Like so many veterans of GE’s IT organization, Sigal Zarmi rotated through multiple leadership roles. She held six different C-level titles there before leaving to become vice chairman and network CIO at PwC, the $35.4 billion professional services powerhouse.  

Along the way, Zarmi learned countless executive leadership lessons, including the need to understand the underpinnings of her business units and to build trusting relationships. 

But during a short stint in London with GE, she learned perhaps the most valuable lesson of all: the power of collaboration. 

Collaboration is at the heart of en vogue trends like agility and flexibility, and speeding time to market, not to mention decades-old concerns about aligning IT with the business and driving process improvements. Without strong collaboration between disparate — and sometimes adversarial — stakeholders, those goals are virtually impossible to achieve.

sigal zarmi

PWC's Sigal Zarmi.

Back in 2001, in London, Zarmi assumed the role of transformation leader for GE’s European Equipment Finance division. Her charge: Lead a project to consolidate separate equipment leasing systems in each country into a single pan-European system. 

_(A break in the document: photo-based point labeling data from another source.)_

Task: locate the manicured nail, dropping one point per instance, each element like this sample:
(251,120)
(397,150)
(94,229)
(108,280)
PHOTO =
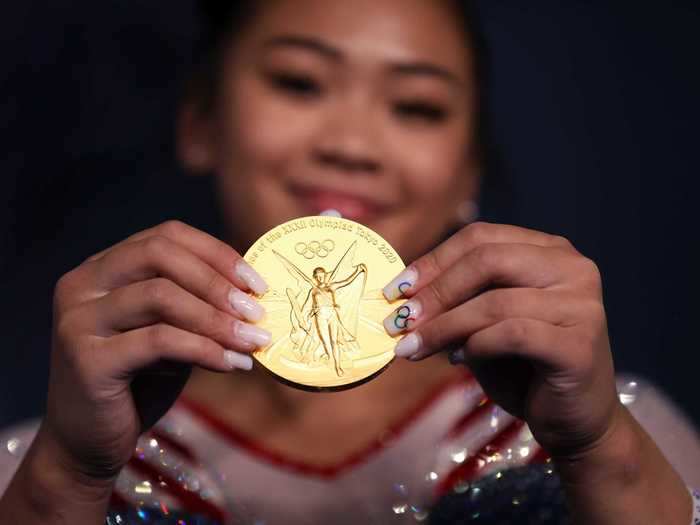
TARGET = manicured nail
(401,284)
(403,317)
(252,334)
(236,360)
(408,346)
(245,305)
(457,357)
(252,278)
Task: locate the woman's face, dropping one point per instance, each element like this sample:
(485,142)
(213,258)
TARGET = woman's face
(364,106)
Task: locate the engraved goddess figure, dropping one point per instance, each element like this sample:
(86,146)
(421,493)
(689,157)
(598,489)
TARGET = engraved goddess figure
(324,325)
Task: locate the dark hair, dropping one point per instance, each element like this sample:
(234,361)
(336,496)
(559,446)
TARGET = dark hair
(222,20)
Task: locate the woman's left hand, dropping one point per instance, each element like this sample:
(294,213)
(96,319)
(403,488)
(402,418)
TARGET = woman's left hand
(524,309)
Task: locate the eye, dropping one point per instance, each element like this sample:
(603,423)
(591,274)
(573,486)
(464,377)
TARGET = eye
(423,111)
(296,85)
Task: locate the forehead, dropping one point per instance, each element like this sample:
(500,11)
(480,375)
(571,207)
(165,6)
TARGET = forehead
(371,30)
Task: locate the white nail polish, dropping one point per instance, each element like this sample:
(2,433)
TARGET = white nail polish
(245,305)
(403,317)
(400,284)
(408,346)
(252,278)
(331,213)
(252,334)
(238,361)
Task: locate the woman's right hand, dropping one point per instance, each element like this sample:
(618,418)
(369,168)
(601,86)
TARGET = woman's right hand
(129,323)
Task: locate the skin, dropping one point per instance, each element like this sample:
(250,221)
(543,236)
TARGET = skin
(526,305)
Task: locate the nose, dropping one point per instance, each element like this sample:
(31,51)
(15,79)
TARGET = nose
(348,140)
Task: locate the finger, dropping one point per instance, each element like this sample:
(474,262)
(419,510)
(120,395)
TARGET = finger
(434,263)
(530,339)
(216,253)
(562,309)
(161,300)
(489,265)
(158,256)
(127,353)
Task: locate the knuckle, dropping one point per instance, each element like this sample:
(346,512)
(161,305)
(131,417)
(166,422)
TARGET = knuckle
(477,232)
(154,247)
(203,346)
(159,292)
(560,240)
(591,272)
(496,304)
(159,336)
(485,258)
(65,286)
(66,327)
(429,264)
(517,333)
(439,294)
(216,285)
(172,228)
(215,321)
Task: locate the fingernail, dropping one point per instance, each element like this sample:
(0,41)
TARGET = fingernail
(331,213)
(252,334)
(236,360)
(403,317)
(408,346)
(401,284)
(457,357)
(252,278)
(245,305)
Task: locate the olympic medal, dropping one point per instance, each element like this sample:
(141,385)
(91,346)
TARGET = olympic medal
(324,306)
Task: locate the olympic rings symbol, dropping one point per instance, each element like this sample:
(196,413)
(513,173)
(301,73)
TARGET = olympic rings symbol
(404,286)
(315,249)
(403,317)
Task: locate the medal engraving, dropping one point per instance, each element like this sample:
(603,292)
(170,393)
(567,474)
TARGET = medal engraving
(325,305)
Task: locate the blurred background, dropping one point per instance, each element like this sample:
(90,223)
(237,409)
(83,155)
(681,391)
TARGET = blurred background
(593,112)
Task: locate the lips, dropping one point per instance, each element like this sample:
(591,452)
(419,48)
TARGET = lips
(354,207)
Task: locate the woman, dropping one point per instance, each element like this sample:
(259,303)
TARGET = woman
(300,106)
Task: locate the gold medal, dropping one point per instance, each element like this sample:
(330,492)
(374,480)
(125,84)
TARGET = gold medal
(325,305)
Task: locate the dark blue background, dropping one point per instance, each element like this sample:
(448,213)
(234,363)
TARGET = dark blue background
(593,110)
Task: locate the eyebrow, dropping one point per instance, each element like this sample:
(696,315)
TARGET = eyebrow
(307,43)
(400,68)
(426,69)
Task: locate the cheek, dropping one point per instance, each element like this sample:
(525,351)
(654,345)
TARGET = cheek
(431,163)
(263,135)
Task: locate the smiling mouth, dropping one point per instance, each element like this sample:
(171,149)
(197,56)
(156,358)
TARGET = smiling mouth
(350,206)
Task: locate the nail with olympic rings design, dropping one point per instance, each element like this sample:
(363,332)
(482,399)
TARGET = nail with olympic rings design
(401,284)
(402,318)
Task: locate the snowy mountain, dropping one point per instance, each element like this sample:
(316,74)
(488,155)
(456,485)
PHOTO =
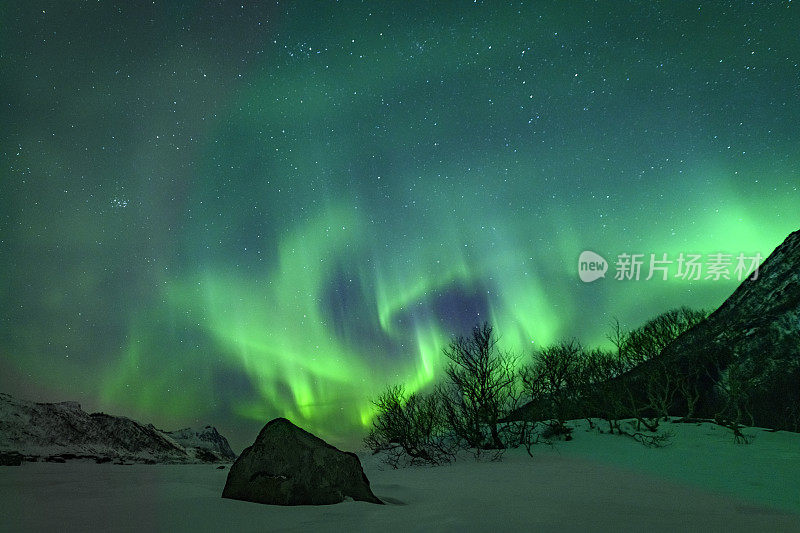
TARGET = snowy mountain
(61,431)
(755,336)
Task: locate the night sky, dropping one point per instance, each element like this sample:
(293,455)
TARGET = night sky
(220,213)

Hundreds of GE employees in Europe were assigned to the project, but the leadership team consisted of about 20 executives from different countries. And they had different opinions, objectives and requirements. 

The cultural differences were difficult to ignore. Employees from one country tended to be heavily process-oriented and acutely concerned about regulatory compliance, while others preferred to move faster, with more agility. Still, others sat somewhere in the middle, seeking speed while remaining methodical. 

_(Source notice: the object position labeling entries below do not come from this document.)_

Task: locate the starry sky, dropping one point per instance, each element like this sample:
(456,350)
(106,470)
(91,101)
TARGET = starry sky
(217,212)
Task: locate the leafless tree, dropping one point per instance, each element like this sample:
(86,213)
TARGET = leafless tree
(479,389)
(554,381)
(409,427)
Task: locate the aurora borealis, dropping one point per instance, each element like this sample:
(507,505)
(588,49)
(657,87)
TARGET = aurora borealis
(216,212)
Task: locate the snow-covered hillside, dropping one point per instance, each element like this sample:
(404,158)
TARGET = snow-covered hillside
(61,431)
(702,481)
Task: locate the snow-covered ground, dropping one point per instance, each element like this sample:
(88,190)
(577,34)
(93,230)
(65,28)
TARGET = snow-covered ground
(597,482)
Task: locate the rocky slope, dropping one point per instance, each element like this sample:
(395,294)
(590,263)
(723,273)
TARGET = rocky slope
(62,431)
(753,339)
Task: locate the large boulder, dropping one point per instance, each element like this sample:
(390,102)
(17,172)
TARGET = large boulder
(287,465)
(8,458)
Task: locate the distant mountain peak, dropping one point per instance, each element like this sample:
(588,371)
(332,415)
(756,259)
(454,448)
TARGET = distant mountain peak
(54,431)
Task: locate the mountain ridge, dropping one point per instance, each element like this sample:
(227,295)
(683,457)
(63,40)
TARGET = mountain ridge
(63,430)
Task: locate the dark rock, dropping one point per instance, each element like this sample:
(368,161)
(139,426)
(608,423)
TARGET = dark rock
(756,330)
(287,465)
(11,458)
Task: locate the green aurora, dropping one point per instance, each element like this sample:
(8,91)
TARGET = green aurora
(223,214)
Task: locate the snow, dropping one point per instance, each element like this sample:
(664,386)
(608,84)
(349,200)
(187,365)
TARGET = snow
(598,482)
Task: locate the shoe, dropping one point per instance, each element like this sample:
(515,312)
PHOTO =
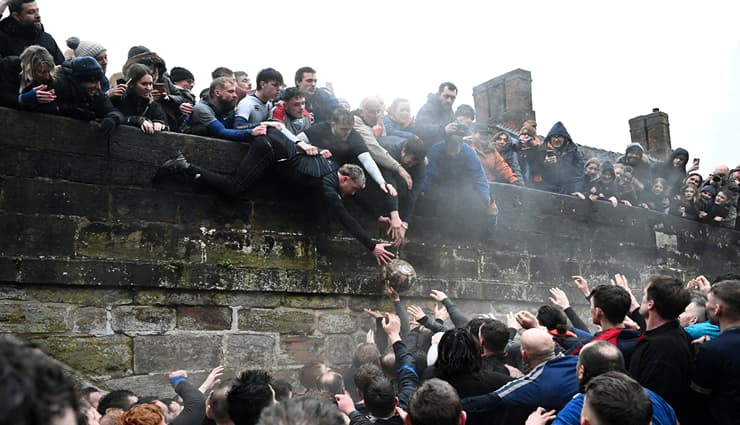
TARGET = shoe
(177,164)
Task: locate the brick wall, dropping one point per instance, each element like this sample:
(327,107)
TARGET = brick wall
(125,279)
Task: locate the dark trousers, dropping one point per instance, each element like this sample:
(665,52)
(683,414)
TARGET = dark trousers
(263,152)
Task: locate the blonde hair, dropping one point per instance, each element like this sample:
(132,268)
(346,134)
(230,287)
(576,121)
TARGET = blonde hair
(34,57)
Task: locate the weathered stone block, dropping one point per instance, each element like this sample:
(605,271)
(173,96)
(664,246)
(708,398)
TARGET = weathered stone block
(278,320)
(166,353)
(203,318)
(250,351)
(90,320)
(142,319)
(37,235)
(299,349)
(333,323)
(108,356)
(131,241)
(36,196)
(338,349)
(13,293)
(142,204)
(33,318)
(314,302)
(81,296)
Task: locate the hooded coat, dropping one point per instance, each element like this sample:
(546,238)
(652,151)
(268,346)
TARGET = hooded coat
(14,38)
(566,174)
(431,121)
(674,176)
(72,100)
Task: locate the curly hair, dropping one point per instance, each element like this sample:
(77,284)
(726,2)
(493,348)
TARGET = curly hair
(143,414)
(458,354)
(35,389)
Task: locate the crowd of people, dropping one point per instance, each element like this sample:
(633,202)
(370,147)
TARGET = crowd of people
(668,358)
(441,157)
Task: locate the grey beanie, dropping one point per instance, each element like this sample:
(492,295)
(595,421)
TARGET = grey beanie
(84,48)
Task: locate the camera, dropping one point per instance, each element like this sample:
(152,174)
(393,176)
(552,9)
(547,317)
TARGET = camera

[Related: How Lockheed Martin, Cisco and PWC manage cybersecurity] 

On top of that, the levels of technological maturity varied from country to country — and within Zarmi’s team. “To me, it’s like putting people from Silicon Valley in a company very deeply rooted in its processes and saying, ‘Let’s do a project together,’” Zarmi says. “It’s not so much about where they’re from; it’s more about the background and diversity of the behaviors you see.” 

Collaboration practices also differed. Some members of the project leadership team wanted more one-on-one meetings with Zarmi, while others preferred to bring the entire team together to make decisions. To build consensus, Zarmi had to lead out front but also do critical work behind the scenes, all the while striving to embrace the many and varied concerns of her team. “Without really understanding and collaborating between the different cultures, we really wouldn’t have been able to run a successful project,” she says. 

Embracing collaboration 

Now, it wasn’t rocket science, or a case of finding detente among warring factions. But, as many IT executives have learned, managing complex multinational projects — complete with distinct cultural differences — can be a drastic departure from your typical system upgrade or software rollout. 

Early on, Zarmi realized the importance of bringing the team together. She reached out to every member and asked what was important to each of them. Everyone needed to have a say, Zarmi believed, and facilitating that would be the only way to drive agreement — whether or not each member got what he or she wanted. 

That involved a whole lot of listening, which Zarmi says is critical in all projects, but especially in that one. “Listen more than you talk, because you never know what you will find out,” she says. “Sometimes people just want to talk to get things off their chest, and then they’re OK with what you decide. Sometimes they just want to be heard.” 

She likens it to negotiation: Leaders must listen well, understand what’s important to other people, and get them to talk about what’s really non-negotiable to them, she says. 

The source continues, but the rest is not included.